On Wednesday, when Donald Trump retweeted three unverified anti-Muslim videos from the leader of a British far-right extremist group, Le Monde was on the case: It posted a debunk of the videos, with context and background.
These quick debunks are just one part of how Le Monde is getting fact-checks out to its readers. It started developing Décodex, a suite of public-facing fact-checking tools, two years ago, and launched it in January as part of Les Décodeurs, the fact-checking section of its website
The response to the new project, coming out amidst the controversial French presidential election campaign, was…not warm. “We had lots of critics — we were called the cops, the police, stuff like that,” said Samuel Laurent, deputy editor of Le Monde and head of Les Décodeurs. “We survived, and now more people are using it and thinking it was a good idea, and understand what we are trying to do. Some think that it maybe wasn’t our role as a newspaper to launch it. But no one else was launching it.”
Today, Décodex allows readers to search a database of around 1,000 websites and social media profiles (up from about 600 at launch in January). Sites are divided into four categories: those that regularly disseminate false information; those that are unreliable (occasionally publishing fake news, not citing sources); satire; and reliable. (The methodology is public, here.) There are also extensions for the Firefox and Chrome browsers, and a Facebook Messenger bot that users can ask to either verify a site or search for information on hoaxes that Le Monde has debunked (so far, about 160 hoaxes spread by more than 5,000 links).
(Translation: Type here a few words related to the info that you want to check (e.g. ‘vegetable garden tax 2017’). If my journalist colleagues at Décodeurs have denied or validated it, I will give you an answer.
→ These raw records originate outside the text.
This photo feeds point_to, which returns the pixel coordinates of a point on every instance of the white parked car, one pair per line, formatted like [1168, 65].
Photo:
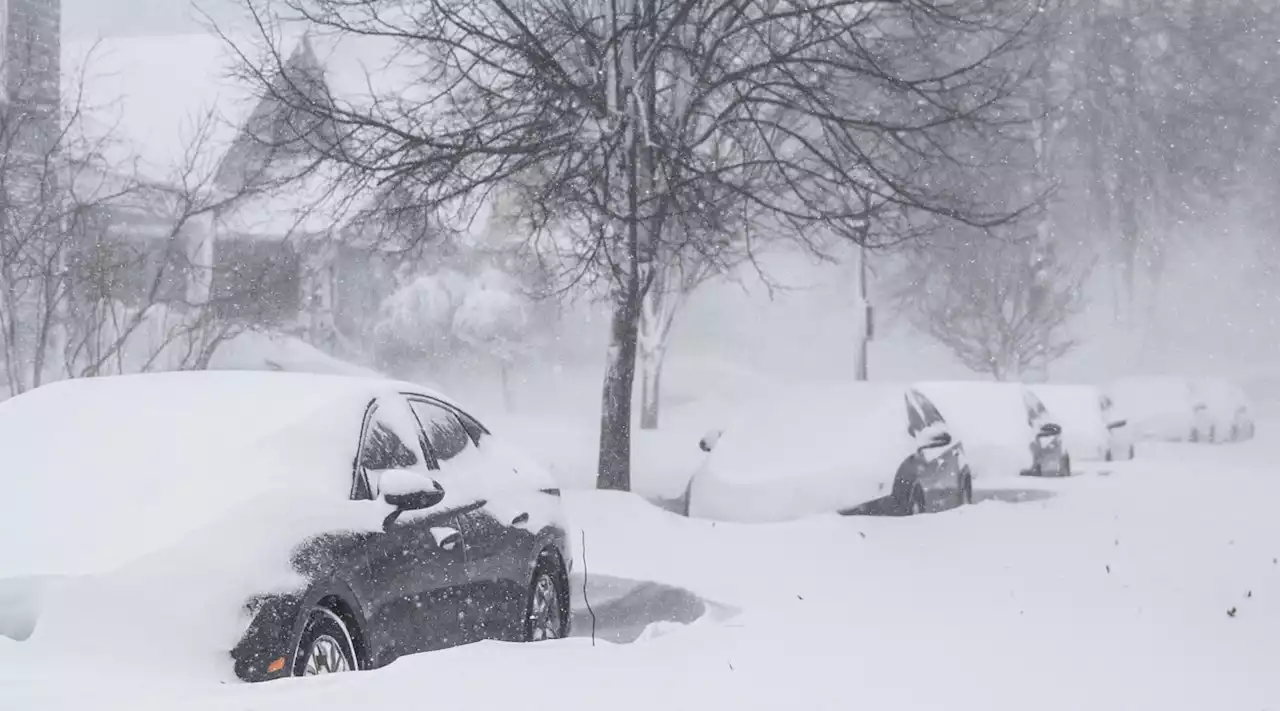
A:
[1228, 408]
[1005, 428]
[1162, 408]
[1092, 424]
[848, 447]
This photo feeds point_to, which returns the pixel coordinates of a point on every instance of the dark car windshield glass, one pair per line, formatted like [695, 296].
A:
[444, 432]
[383, 449]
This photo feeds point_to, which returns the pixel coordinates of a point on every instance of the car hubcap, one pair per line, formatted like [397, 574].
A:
[325, 656]
[545, 616]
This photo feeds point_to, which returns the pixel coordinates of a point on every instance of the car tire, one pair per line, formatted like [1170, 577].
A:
[325, 646]
[545, 615]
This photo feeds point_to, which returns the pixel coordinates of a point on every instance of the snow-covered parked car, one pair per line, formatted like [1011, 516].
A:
[1092, 425]
[1228, 409]
[849, 447]
[1005, 428]
[1162, 408]
[270, 524]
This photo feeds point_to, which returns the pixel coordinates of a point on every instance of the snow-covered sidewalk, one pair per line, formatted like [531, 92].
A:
[1152, 587]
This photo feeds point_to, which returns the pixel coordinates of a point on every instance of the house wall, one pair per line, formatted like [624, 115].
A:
[32, 62]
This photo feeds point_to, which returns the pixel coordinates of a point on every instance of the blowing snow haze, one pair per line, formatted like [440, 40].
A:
[704, 354]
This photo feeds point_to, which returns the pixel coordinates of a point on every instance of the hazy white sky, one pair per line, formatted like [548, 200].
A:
[140, 17]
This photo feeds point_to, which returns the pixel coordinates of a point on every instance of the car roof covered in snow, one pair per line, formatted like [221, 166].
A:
[100, 468]
[848, 427]
[1075, 408]
[979, 410]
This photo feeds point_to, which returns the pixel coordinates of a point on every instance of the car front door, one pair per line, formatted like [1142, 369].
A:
[499, 541]
[417, 565]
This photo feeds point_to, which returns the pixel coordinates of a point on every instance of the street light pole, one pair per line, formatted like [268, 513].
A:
[864, 332]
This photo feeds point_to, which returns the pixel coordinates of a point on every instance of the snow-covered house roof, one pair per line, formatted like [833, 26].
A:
[159, 104]
[179, 110]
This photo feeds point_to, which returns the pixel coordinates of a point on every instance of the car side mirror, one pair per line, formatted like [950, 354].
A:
[410, 491]
[709, 440]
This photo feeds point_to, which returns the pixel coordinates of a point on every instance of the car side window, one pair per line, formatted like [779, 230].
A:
[444, 431]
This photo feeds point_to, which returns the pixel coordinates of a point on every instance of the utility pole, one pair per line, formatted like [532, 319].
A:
[864, 331]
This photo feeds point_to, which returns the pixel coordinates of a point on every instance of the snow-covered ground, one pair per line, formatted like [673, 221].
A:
[1155, 586]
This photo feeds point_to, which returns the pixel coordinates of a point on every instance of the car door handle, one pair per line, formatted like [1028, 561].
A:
[446, 537]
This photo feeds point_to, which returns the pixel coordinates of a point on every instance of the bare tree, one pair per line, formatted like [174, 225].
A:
[101, 269]
[1001, 308]
[611, 121]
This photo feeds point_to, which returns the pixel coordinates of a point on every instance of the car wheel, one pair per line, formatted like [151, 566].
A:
[325, 646]
[545, 618]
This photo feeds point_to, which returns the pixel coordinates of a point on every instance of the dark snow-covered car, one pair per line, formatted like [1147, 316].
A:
[848, 447]
[1005, 428]
[1164, 409]
[286, 524]
[1095, 427]
[1228, 409]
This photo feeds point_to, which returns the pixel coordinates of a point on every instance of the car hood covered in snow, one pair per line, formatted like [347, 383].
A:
[809, 451]
[108, 469]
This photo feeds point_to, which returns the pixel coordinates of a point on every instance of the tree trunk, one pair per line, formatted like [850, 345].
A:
[615, 466]
[504, 375]
[650, 386]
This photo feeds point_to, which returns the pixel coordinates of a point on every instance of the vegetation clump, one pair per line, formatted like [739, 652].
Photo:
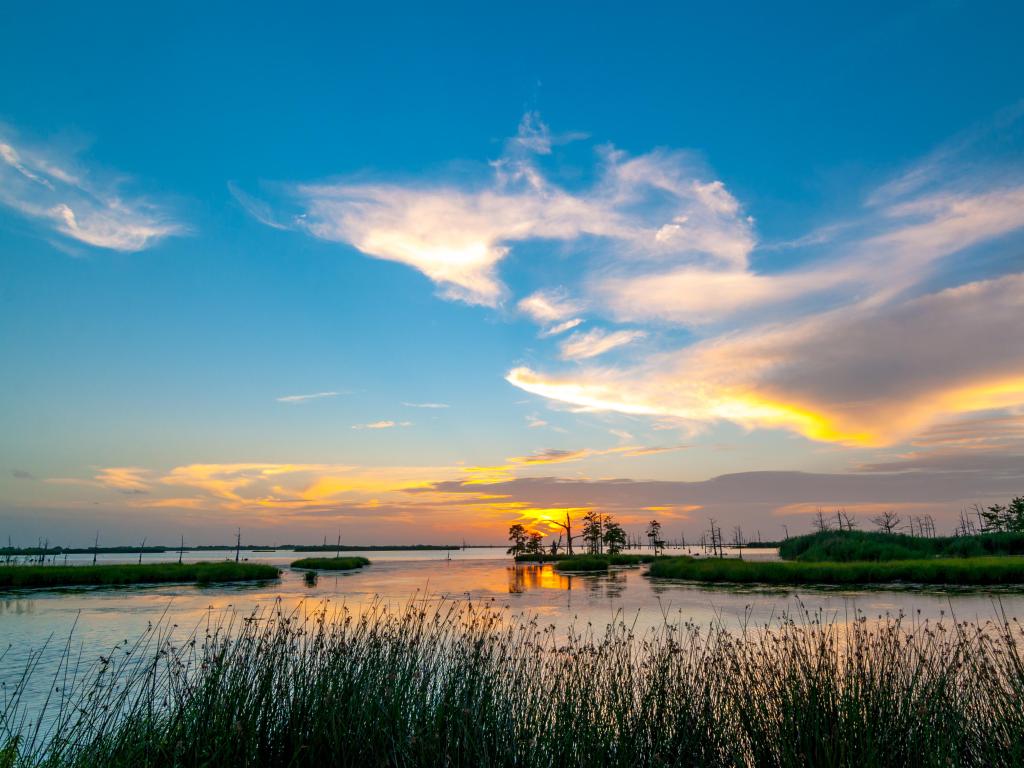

The garden tax refers to a resilient French hoax that the French government was planning to tax people’s kitchen gardens.)
The Firefox extension has over 12,000 users, while the Chrome extension has nearly 27,000 users. Adrien Sénécat, the site’s editor, told me that a “few hundred” people use the Messenger bot each week to find information about a specific site or story: “It’s not massive, but it shows how people are looking for information…a lot of people wonder, if they’re in front of a computer: What is the website, the Facebook page, the Twitter account I am reading right now? We are helping people to answer that.” Readers seem especially confused by satirical sites, even those that fairly explicitly state that they’re satire, Sénécat said — which isn’t that surprising since Décodex found that satirical stories are frequently picked up and re-reported by other sites as fact.
The team is starting to amass data to reveal broader trends. In September, Sénécat logged about 1,000 articles and videos disseminating false information in a public database, including: a link to each article or video, whether the entire site it’s on claims to be satire or whether the story itself was supposed to be satire, the piece of information that needed to be fact-checked, the findings of the fact-check, and how many times the original article or video was shared, commented on, or reacted to on Facebook. Sénécat wrote in a blog post:
It’s impossible to know how many readers have viewed them, but it’s an order of magnitude [greater than the number of times false stories were spread by other sites]: these links generated about 4.3 million shares on Facebook, for about 16 million interactions on the social network (shares, likes, and comments). That suggests that this collection generated hundreds of millions, even billions of visits to the sites concerned. Of the 101 stories we identified, three-quarters (74 percent) generated more than 10,000 interactions.
Of the 10 most-shared stories, only two related to politics; most were related to health. The most-shared story, by far, was a story about a Chinese man contracting worms after eating sushi, which Le Monde debunked here.
In addition, the analysis found most sites sharing just one or two pieces of fake news amid real news; for the most part, these sites weren’t solely publishing misinformation. In some of those cases, when Le Monde debunked the stories, it faced backlash, Sénécat told me. “People who spread false information don’t want to be called as such,” he said. “A lot of websites will share false information, and change their story as soon as they are proven wrong, but never correct it. They never tell the reader it was false. What we do is expose this. At some point, it’s up to our readers to wonder…if a website can be trusted or not,” and he thinks part of Décodex’s job is showing the evidence to help readers make the decision.
Moving forward, Sénécat said that the team plans to continue to strengthen the Décodex’s existing features and build up its database of sources. (Rolling out new features isn’t a priority for now.) “We’re also keen to work with other outlets to translate our work in other languages,” he said, noting that a fair amount of the information that Décodex debunks comes from American sites. Laurent said that Le Monde is in discussion with newsrooms in Brazil, Spain, and Denmark about sharing material, as well. (It was also a partner in CrossCheck, the country-wide fact-checking initiative around the French election.)“We know there is a difference between the media making mistakes [versus] when you can show that, in a couple of months, a specific website shared 10 or more [pieces of] false information,” Sénécat said. “We have to continue to show people what is the difference…The Décodex is a proof of concept, and the more we strengthen it, the more we will show to the world that it is possible to do this work.”